In Their Own Words: John Larsen/Carah Burrell @JohnLarsen1 @nuancehoe | Ep. 1706
When John Larsen sits down with Carah Burrell on the Mormon Stories Podcast, the conversation quickly turns to a subversive act: reading the actual documents. In Episode 1706, recorded in December 2022, the former host of Mormon Expressions argues that understanding Mormonism requires bypassing the church’s official curriculum entirely. Instead, he points listeners toward the raw, unfiltered records that the institution has spent decades burying under expensive bindings and restricted access.
The episode raises a question that haunts every faith transition. If the church is true, why does it hide the sources?
Background: The Camelot Period and the Document Wars
Larsen’s obsession with primary sources began while he was still a believing member. He noticed the gap between what leaders said and what the documents showed. This led him to a personal rule: read only source materials. No correlated lesson manuals. No sanitized Sunday school summaries.
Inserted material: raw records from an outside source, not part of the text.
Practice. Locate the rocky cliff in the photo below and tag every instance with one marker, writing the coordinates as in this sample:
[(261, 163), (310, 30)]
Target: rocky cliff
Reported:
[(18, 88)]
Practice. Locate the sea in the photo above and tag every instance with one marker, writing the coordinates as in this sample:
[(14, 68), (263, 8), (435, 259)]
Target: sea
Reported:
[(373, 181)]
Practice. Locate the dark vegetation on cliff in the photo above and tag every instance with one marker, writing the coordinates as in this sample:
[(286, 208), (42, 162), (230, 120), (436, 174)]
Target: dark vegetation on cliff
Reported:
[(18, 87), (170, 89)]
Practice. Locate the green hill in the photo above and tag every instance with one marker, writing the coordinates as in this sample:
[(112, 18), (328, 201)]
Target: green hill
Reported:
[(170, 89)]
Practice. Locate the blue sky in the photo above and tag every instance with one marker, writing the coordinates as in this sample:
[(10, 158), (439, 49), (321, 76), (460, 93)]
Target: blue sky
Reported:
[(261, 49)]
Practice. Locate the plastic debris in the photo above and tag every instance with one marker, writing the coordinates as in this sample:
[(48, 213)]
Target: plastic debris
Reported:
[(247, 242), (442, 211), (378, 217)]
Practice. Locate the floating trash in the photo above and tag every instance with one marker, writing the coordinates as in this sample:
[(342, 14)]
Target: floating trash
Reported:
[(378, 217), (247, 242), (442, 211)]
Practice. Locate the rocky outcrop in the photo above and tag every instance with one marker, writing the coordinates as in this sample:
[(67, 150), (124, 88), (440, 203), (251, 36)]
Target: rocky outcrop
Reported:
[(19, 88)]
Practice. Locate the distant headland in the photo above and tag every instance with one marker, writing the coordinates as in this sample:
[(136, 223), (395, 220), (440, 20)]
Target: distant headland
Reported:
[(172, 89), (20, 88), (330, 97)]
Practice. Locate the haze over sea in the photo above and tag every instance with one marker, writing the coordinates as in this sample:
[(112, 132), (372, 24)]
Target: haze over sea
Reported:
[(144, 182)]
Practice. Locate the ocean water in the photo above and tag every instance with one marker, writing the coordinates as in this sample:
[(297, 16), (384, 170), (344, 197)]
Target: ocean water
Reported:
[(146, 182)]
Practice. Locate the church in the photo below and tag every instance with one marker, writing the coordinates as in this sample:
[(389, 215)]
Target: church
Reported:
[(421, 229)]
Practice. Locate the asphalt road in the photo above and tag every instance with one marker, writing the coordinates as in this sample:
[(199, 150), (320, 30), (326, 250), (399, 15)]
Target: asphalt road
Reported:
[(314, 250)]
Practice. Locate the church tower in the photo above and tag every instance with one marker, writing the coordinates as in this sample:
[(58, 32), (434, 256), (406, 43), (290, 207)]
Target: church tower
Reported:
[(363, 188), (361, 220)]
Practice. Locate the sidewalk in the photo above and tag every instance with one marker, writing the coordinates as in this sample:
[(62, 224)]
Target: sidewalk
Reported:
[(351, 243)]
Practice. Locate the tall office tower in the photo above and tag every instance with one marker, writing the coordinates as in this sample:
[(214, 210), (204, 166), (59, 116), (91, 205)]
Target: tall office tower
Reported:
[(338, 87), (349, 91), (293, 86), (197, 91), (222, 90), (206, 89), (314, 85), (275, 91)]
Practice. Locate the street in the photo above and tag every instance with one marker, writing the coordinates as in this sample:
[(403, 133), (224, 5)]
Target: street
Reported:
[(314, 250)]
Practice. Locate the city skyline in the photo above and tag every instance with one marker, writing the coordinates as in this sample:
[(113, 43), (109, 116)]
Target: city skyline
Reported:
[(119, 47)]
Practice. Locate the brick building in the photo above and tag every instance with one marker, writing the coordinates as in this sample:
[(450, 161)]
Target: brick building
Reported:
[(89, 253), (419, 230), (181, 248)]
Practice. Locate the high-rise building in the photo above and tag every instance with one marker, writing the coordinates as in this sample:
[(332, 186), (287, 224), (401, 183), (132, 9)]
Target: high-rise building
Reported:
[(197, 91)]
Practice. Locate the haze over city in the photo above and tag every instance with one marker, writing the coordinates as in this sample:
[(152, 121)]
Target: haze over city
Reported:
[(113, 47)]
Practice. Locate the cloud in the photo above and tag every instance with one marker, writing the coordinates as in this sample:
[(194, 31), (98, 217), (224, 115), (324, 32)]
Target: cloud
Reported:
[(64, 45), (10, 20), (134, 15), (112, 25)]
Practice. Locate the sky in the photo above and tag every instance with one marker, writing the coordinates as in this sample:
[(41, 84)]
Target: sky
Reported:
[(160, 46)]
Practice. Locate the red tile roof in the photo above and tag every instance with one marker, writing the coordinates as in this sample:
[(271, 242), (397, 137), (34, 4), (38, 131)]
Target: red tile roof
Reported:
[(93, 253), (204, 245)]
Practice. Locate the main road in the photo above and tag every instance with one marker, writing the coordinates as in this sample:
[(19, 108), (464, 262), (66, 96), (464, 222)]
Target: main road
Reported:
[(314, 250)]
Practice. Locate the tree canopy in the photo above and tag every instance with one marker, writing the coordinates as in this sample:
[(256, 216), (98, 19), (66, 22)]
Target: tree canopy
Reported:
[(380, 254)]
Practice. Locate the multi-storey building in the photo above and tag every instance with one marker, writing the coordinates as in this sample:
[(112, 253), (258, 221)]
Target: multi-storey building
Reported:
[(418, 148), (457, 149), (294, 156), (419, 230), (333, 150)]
The church has not made this easy. During the 1960s and 1970s, historian Leonard Arrington presided over what scholars call the "Camelot period," when graduate students accessed archives freely. That openness died in the 1980s. For thirty years, researchers relied on secondhand accounts while the church restricted original documents. Even now, when the institution publishes materials like the Joseph Smith Papers, critics note the presentation. Glossy oversized volumes cost over one hundred dollars. Limited print runs of sensitive documents sell for three hundred dollars per copy. The message is clear: history is available, but only to those who can afford the admission price.